Me, Myself and I Flashcards
what does a double mean in stats
describes a continuous variable
what is a histogram
an accurate representation of the distribution of numerical data
what is the median
the middle value - the 50% value
what is the mean
the average - the sum of the collection of numbers divided by the number of numbers
what is the mode
the value that occurs most frequently in a set of data
what is the first quartile
middle number between the smallest number and the median of the data set. - the 25% value
what is the second quartile
the median value
what is the third quartile
middle number between the median and the maximum value - the 75% value
what is a population
all members of a defined group
what is a sample
a small subset of the population
what is a point estimate
the best estimate we have - more accurate with a larger subset or a subset closer to the total population - the sample average
give an example of a 2 sided hypothesis
there is a 1:1 ratio of males and females
give an example of a 1 sided hypothesis
there are more females than males
what is a one sided hypothesis
A one-sided hypothesis claims that a parameter is either larger or smaller than the value given by the null hypothesis.
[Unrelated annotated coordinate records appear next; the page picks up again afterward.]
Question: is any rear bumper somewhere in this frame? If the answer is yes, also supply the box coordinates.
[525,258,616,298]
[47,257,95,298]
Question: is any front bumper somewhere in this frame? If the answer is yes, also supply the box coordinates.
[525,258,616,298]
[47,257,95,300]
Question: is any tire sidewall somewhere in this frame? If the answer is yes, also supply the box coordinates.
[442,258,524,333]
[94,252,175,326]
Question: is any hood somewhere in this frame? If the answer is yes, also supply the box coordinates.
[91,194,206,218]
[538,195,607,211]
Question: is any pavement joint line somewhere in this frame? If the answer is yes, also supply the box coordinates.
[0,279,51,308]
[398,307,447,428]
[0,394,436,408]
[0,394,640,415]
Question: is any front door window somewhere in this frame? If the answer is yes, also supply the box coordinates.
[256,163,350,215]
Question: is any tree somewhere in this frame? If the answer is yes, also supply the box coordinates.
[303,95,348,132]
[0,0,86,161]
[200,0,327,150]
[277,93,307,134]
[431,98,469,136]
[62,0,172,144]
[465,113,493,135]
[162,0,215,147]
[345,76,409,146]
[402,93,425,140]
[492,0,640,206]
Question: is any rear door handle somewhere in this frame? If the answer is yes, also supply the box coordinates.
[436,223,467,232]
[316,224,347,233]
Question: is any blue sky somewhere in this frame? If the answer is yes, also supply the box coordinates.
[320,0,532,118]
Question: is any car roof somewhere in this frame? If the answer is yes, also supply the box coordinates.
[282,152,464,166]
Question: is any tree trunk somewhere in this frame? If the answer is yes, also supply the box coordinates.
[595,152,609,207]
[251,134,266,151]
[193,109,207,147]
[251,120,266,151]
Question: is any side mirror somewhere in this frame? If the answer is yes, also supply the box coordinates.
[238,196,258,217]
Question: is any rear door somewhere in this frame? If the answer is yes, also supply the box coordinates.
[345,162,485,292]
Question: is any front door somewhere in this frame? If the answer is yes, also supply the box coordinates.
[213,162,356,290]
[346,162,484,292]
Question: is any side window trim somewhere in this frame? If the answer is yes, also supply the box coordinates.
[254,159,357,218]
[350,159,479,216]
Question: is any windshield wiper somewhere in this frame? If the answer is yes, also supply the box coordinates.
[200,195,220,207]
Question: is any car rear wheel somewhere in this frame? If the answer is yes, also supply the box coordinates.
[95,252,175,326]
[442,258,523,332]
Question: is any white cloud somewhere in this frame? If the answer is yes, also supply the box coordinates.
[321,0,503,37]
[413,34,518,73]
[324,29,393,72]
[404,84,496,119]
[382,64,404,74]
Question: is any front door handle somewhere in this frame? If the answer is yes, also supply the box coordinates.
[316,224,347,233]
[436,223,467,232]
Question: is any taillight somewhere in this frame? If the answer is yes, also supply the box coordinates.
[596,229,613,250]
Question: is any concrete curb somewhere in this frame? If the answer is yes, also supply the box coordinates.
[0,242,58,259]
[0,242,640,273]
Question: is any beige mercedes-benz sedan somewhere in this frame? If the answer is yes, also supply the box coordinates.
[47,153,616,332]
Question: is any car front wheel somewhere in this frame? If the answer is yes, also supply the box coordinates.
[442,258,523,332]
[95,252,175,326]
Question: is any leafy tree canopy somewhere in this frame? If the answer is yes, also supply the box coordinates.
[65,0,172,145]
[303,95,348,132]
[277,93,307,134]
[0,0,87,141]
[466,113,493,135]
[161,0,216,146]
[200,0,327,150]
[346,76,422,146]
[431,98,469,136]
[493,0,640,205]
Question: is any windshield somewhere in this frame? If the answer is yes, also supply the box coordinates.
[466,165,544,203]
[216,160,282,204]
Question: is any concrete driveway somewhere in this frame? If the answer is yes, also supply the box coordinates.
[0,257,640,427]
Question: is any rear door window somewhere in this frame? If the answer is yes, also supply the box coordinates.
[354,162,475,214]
what is a two sided hypothesis
A two-sided hypothesis claims that a parameter is simply not equal to the value given by the null hypothesis – the direction does not matter.
what is chi squared
where the number of observations in each class are compared to those expected under the null hypothesis
what does a very small p value indicate
either that the null hypothesis is incorrect or that there is some sort of bias in the sample - we are inclined to believe that our data diverge from the null hypothesis (an alternative hypothesis may explain our data)
what is the p value
the probability that we would have observed a given deviation if the null hypothesis were correct
what are type one errors
false positives i.e. p = 0.049
what are type two errors
false negative i.e. p = 0.051
describe the different parts of a box plot
middle box - the median
lower box - lower quartile
upper box - upper quartile
whiskers - 1.5x the interquartile range or the max and min values
dots out with the whiskers - the max and min values
what is an incidental finding
an observation made in the data that we were not intending to find
what is a t test
determines if the mean of one group is statistically different to the mean of another group
what is the null hypothesis
default expectation that there is not connection between variables (or that there is no difference between them)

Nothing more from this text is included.